For costs paid or incurred after Oct. 22, 2004, you can elect to deduct a limited amount of startup and organizational costs when the business activity commences. The costs that are not deducted currently can be amortized ratably over a 180-month period beginning in the month that the business begins activities.

Startup costs include:
An analysis or survey of potential markets, products, labor supply, transportation facilities, etc.
Advertisements for the opening of the business.
Salaries and wages for employees who are being trained, and their instructors.
Travel and other necessary costs for securing prospective distributors, suppliers or customers.
Salaries and fees for executives and consultants, or for similar professional services.
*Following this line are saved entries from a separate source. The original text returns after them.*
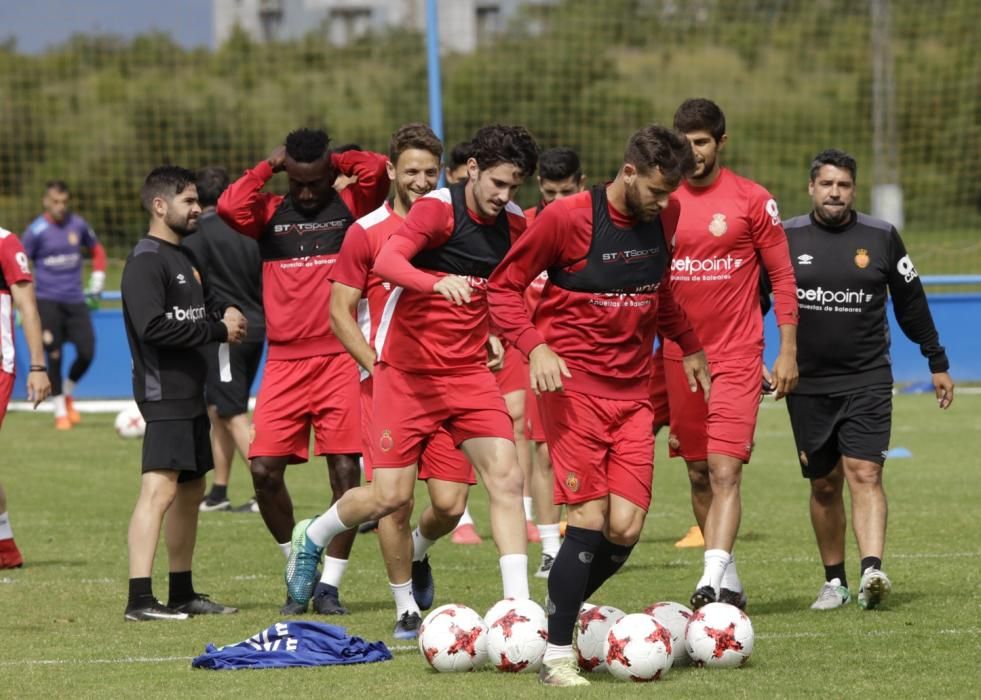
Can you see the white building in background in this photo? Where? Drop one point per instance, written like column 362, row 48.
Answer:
column 463, row 24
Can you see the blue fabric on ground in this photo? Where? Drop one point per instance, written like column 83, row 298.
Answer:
column 293, row 643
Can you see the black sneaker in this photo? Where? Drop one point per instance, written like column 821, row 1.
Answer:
column 326, row 601
column 154, row 610
column 703, row 596
column 201, row 604
column 423, row 585
column 408, row 626
column 737, row 598
column 291, row 607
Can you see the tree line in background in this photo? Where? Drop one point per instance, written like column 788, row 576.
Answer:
column 792, row 77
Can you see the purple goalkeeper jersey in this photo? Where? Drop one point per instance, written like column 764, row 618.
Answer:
column 56, row 249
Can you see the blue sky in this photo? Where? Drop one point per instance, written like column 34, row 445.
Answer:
column 38, row 24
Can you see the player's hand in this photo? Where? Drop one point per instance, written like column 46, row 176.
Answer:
column 943, row 385
column 547, row 370
column 495, row 353
column 38, row 387
column 454, row 289
column 277, row 159
column 697, row 372
column 784, row 374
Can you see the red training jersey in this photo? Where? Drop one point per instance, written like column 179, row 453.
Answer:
column 725, row 230
column 420, row 330
column 295, row 289
column 606, row 339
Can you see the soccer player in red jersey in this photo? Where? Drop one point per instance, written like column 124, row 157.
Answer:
column 431, row 349
column 589, row 352
column 729, row 226
column 17, row 289
column 309, row 379
column 358, row 300
column 560, row 175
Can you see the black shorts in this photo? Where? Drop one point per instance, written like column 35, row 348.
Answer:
column 852, row 425
column 229, row 391
column 182, row 445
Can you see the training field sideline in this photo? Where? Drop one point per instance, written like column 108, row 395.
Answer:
column 71, row 494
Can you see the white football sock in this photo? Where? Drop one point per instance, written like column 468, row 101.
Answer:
column 551, row 538
column 333, row 571
column 716, row 561
column 326, row 527
column 730, row 579
column 514, row 575
column 420, row 545
column 404, row 602
column 465, row 519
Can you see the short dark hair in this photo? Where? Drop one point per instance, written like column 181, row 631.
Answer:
column 700, row 114
column 559, row 164
column 211, row 183
column 837, row 158
column 307, row 145
column 166, row 181
column 659, row 147
column 459, row 155
column 500, row 143
column 414, row 135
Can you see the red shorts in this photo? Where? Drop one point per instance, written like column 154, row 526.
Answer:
column 514, row 375
column 440, row 458
column 321, row 391
column 659, row 390
column 409, row 409
column 534, row 430
column 599, row 447
column 725, row 425
column 6, row 391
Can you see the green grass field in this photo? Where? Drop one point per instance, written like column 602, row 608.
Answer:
column 70, row 497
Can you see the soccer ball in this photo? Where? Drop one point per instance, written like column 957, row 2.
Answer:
column 675, row 617
column 593, row 624
column 516, row 635
column 719, row 635
column 130, row 423
column 638, row 648
column 453, row 638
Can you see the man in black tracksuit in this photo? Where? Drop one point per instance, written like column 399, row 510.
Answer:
column 845, row 262
column 168, row 322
If your total startup costs are less than $50,000, you can deduct up to $5,000 of these costs currently when the business activity commences, and amortize the balance over 180 months. The election is made by attaching a statement to your return in the year the business commences and specifying the costs incurred and explicitly stating that an election is being made to amortize/deduct the costs.

Small equipment purchases would be considered part of your startup costs. Larger equipment purchases are subject to depreciation once the asset is placed into service. Placed into service means that it is available for use its specific use in a business activity.

Since the business wasn't in place until 2008, depreciation cannot commence prior to that date. Similarly, you cannot claim a Section 179 write-off of equipment until the property is placed into service. A Section 179 write-off allows small business owners to avoid depreciation deductions and allows a full write-off of up to a certain amount of equipment purchases in the year the property is placed into service.